The quality of Thirion's writing is, though, challenged more than somewhat by Martin Lambert's translation of it into English. Lambert really puts Thirion's words through the mangler. To be frank My Year in Top Gear reads like the original book must have been tossed into Google Translate and the gnomish output tidied up, barely. Lambert's most obvious failing is that he seems to know sod all about the peculiar pigeon English that is Anglo cycle speak. In Lambert's clod-like hands a time trial bike is a stopwatch bike. The Ronde becomes the Round. The Flèche the Arrow. Critériums become rallies, the Critérium du Dauphiné becomes the Dauphiné Rally, the Critérium International the international Rally. The Tour Down Under becomes the Down Under Tour. Grand Tours become great Tours. Climbers are uphillers, descenders are downhillers. Reading My Life in Top Gear I constantly found myself trying to re-imagine the text - not just minor things like those petty annoyances above but also parts of Thirion's prose which just don't seem to make sense in Lambert's translation - and rework it into the language we're used to in cycling writing.

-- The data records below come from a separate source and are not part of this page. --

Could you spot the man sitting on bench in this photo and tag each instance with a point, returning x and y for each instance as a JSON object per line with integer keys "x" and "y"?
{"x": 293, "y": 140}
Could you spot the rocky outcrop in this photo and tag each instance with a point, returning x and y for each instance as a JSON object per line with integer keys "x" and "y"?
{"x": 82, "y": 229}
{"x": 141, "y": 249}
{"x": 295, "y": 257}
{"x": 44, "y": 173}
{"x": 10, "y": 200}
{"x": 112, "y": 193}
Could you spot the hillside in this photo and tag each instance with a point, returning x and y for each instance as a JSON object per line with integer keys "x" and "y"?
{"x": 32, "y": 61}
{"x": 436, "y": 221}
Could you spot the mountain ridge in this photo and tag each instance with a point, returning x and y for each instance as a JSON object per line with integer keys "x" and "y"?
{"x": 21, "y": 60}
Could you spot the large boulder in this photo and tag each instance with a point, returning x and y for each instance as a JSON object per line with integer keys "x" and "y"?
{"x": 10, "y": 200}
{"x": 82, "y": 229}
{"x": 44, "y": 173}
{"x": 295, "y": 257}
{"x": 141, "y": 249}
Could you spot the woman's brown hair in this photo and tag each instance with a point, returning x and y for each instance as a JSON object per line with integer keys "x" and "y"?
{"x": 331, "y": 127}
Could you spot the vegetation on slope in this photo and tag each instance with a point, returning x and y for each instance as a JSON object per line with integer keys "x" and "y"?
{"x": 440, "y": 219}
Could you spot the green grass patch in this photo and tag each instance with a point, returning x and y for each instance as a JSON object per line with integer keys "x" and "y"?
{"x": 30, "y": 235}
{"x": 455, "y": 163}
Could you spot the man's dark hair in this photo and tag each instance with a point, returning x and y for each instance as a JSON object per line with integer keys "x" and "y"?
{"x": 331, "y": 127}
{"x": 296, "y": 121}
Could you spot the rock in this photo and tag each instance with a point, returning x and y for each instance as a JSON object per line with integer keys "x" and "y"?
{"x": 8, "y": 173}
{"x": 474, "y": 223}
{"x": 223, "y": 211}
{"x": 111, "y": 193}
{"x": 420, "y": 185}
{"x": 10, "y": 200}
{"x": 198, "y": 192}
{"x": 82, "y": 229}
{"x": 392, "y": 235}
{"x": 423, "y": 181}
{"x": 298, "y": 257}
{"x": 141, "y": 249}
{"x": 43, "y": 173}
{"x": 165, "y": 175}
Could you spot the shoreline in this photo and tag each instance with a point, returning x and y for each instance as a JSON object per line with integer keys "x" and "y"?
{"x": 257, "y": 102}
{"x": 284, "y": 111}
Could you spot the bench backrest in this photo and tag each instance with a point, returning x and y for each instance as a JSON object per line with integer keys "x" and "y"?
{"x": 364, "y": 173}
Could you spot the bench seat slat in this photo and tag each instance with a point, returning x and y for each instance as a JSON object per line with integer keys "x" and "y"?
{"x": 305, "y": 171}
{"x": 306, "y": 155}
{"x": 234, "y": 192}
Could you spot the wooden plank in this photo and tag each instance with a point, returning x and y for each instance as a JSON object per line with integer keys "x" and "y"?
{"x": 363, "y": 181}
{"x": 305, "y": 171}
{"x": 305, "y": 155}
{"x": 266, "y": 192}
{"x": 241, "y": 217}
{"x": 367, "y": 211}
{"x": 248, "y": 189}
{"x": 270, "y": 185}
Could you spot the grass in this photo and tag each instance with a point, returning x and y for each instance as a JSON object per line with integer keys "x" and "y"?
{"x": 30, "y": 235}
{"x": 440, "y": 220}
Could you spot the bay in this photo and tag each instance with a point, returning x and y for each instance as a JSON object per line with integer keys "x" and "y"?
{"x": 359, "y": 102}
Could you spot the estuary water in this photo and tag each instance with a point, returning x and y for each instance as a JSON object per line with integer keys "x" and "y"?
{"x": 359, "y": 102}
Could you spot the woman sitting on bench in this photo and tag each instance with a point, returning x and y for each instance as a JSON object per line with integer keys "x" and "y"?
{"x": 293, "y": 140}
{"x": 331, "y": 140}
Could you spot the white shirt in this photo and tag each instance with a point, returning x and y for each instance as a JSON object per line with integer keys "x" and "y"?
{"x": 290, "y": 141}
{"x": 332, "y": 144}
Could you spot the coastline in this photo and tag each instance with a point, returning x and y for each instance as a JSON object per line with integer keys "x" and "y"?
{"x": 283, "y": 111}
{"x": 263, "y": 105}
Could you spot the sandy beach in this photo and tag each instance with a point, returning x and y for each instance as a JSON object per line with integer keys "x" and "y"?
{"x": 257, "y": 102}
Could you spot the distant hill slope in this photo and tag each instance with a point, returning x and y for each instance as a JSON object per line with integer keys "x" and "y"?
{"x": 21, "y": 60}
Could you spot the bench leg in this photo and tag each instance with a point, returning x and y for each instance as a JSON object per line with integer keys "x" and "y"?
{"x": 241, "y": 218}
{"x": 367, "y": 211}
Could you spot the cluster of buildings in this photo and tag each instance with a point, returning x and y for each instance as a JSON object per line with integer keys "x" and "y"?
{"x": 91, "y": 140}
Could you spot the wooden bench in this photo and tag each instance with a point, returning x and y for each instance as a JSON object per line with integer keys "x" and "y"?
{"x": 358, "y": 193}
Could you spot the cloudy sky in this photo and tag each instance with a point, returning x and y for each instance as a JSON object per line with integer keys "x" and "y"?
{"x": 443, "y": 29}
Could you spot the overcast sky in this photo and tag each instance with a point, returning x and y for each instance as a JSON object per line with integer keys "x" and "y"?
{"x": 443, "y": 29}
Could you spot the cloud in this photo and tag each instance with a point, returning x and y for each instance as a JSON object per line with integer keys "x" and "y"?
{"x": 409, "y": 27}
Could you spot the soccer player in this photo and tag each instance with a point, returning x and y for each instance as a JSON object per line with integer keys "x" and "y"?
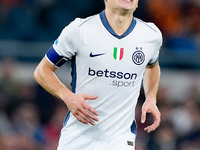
{"x": 111, "y": 53}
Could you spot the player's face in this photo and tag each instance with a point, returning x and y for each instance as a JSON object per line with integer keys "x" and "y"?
{"x": 127, "y": 5}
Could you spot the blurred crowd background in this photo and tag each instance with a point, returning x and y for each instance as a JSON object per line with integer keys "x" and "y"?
{"x": 31, "y": 119}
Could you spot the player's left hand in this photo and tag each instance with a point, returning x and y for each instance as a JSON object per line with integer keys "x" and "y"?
{"x": 150, "y": 106}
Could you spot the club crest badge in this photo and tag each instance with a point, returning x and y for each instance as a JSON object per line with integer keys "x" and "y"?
{"x": 118, "y": 53}
{"x": 138, "y": 56}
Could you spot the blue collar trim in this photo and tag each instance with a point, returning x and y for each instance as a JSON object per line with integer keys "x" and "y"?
{"x": 109, "y": 28}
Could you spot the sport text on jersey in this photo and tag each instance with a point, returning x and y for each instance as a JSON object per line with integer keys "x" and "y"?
{"x": 121, "y": 79}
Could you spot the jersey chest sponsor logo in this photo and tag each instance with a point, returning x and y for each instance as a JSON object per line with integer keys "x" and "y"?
{"x": 118, "y": 53}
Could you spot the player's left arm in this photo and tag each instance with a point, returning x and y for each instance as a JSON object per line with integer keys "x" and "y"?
{"x": 150, "y": 84}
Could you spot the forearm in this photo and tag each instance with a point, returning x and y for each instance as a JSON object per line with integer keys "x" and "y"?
{"x": 45, "y": 76}
{"x": 151, "y": 81}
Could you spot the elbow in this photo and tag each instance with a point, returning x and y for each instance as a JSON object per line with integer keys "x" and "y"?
{"x": 36, "y": 74}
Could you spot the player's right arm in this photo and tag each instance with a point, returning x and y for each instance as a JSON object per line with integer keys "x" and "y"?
{"x": 45, "y": 75}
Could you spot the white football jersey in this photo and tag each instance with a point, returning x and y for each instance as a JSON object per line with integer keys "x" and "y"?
{"x": 111, "y": 67}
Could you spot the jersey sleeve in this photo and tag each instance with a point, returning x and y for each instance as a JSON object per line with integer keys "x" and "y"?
{"x": 157, "y": 45}
{"x": 66, "y": 46}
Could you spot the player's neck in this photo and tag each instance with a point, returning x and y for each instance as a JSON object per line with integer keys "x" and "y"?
{"x": 119, "y": 21}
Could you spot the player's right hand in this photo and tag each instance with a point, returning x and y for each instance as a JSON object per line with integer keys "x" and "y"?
{"x": 81, "y": 110}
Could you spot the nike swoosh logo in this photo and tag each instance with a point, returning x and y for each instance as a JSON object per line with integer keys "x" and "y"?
{"x": 95, "y": 55}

The task handed to Lambert, it should fairly be noted, was far from easy. Not only has the book clearly had a quick turnaround time but continental Europeans have a different way of seeing, a different way of telling. When William Fotheringham was interviewed about his translation of Laurent Fignon's We Were Young and Carefree, he noted how (typical of many French cycling books) some of the original text contained highfalutin' artistically written bits of French which veered off into imagery that would mean nothing to an English-speaking fan, even if you could get a handle on what was originally being said. Fotheringham went on to note a key difference between French and English cycling books (and, even though Thirion is a Belgian, here we'll lump him in with the French, they've stolen enough Belgians in the past for that to be allowed):
"The French tend to be stronger on images than on facts so you have to paraphrase and rejig sentence order to make it into English sportese. An English sportswriter will tell you how it feels, looks and is, as he sees it, but won't try to be DH Lawrence. A French one will get delusions of grandeur which probably goes back to Henri Desgrange trying to be Emile Zola."

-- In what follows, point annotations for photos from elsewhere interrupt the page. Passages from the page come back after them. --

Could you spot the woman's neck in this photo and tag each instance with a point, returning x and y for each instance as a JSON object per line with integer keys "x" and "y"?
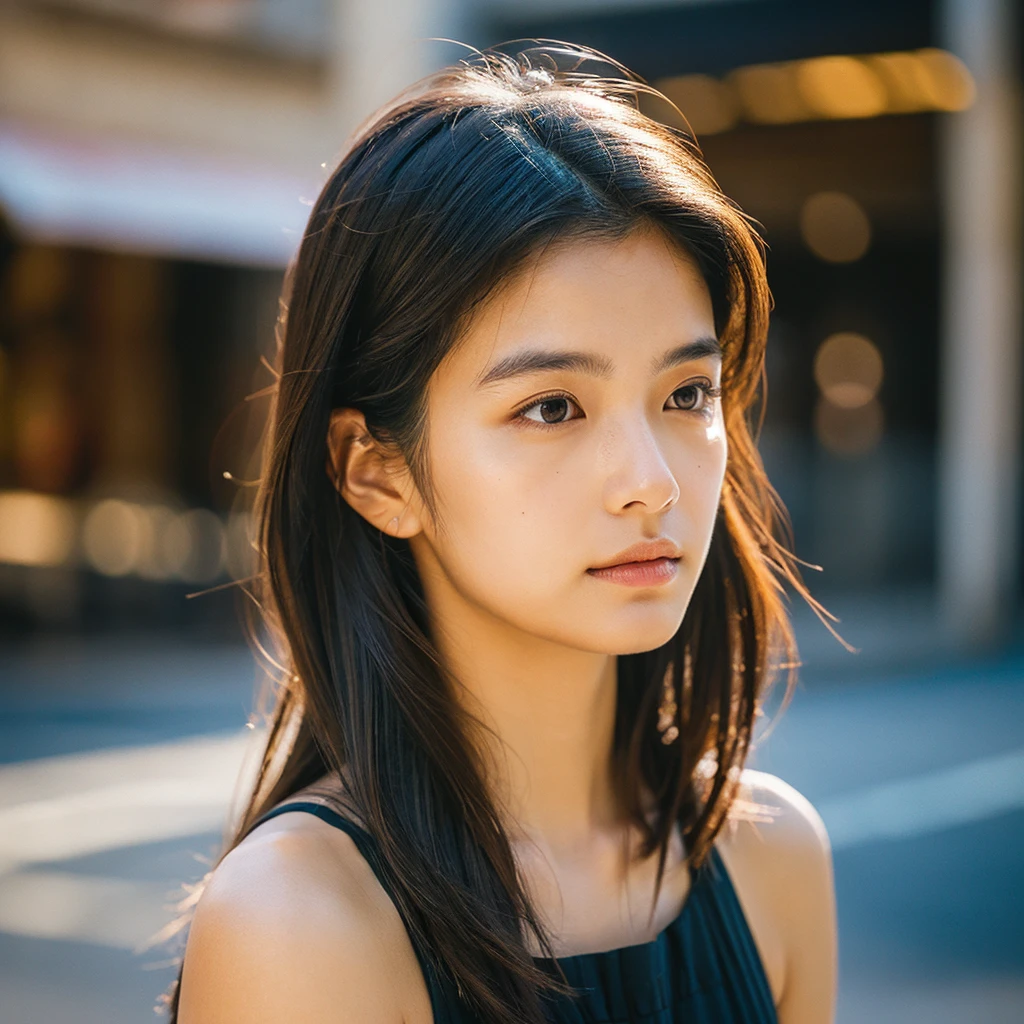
{"x": 551, "y": 716}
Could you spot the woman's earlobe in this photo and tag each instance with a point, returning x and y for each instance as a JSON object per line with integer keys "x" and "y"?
{"x": 360, "y": 472}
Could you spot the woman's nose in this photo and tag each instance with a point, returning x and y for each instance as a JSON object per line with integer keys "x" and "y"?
{"x": 638, "y": 474}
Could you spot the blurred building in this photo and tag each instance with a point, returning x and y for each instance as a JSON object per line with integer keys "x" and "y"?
{"x": 157, "y": 160}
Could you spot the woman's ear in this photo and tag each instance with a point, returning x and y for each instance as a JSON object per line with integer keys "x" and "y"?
{"x": 378, "y": 485}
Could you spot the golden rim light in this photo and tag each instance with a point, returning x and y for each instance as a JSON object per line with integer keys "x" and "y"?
{"x": 822, "y": 88}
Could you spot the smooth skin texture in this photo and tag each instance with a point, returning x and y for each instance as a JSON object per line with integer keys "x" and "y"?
{"x": 539, "y": 476}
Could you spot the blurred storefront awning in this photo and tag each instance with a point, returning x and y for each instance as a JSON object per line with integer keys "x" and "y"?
{"x": 128, "y": 197}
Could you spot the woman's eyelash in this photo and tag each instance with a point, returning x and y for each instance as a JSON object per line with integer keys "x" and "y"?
{"x": 710, "y": 391}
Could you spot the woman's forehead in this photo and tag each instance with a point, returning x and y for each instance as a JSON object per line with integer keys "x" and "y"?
{"x": 616, "y": 300}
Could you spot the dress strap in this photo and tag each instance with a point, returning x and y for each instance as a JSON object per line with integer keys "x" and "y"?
{"x": 364, "y": 841}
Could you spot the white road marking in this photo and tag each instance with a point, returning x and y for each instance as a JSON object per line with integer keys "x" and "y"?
{"x": 81, "y": 908}
{"x": 928, "y": 803}
{"x": 54, "y": 809}
{"x": 58, "y": 808}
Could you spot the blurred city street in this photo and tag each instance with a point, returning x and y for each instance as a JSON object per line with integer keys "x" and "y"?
{"x": 109, "y": 804}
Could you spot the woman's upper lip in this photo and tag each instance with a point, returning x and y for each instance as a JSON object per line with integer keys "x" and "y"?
{"x": 644, "y": 552}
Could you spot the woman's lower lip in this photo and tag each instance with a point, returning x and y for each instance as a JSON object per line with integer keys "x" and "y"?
{"x": 649, "y": 573}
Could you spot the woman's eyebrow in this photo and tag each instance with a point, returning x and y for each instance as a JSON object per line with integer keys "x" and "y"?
{"x": 532, "y": 360}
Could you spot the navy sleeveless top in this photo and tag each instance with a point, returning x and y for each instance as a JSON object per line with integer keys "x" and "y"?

Thirion - a fan of Blondin, of Chany, of men of that ilk - is wonderfully highfalautin' and artistic and perfectly in tune with Desgrange's Zola-tinged purple prose. And, consequently, often barley comprehensible in Lambert's mangled mis-translation which doesn't seem to paraphrase or rejig but, rather, delivers a literal translation that is probably true in word but is totally false in feeling.

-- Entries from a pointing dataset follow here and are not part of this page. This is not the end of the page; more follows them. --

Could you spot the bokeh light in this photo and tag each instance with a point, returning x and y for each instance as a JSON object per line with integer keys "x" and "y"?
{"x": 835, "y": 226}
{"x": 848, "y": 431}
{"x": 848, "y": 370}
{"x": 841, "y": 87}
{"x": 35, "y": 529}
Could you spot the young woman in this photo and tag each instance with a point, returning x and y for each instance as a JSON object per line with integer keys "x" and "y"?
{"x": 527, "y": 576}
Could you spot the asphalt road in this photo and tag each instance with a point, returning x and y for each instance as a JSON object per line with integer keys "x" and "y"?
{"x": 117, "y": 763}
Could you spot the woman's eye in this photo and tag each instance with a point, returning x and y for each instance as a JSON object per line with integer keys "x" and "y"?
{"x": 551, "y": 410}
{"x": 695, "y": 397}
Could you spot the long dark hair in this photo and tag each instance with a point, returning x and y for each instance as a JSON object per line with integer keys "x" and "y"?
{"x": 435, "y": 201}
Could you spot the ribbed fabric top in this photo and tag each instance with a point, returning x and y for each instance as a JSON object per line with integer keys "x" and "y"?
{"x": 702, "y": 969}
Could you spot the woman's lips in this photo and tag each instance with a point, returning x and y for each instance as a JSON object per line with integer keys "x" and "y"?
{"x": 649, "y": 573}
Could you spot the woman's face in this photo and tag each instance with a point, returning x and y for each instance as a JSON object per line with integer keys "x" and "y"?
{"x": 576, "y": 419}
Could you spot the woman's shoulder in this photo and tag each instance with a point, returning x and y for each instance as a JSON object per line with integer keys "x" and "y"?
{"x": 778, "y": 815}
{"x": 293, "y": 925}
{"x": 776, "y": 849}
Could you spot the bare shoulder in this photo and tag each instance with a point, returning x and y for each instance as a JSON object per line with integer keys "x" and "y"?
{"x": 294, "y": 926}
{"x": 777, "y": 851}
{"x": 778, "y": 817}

At the same time there is something perversely charming about the whole thing. If reading My Year in Top Gear is a labour - albeit not a particularly hard one, it's a short book that moves along at a fair clip - it's a labour of love. Yes, for sure, you want to beat Lambert upside the head with a rolled up copy of Le Soir and tell the guy to go buy a cycling dictionary (is there such a thing?) but the essence of Thirion's tale - and even some of the poetry - is still there, buried beneath the surface. If you feel like putting a little bit of effort into a light and fluffy tale of a special season, you really should take My Year in Top Gear out for a spin. It's well worth the rough ride.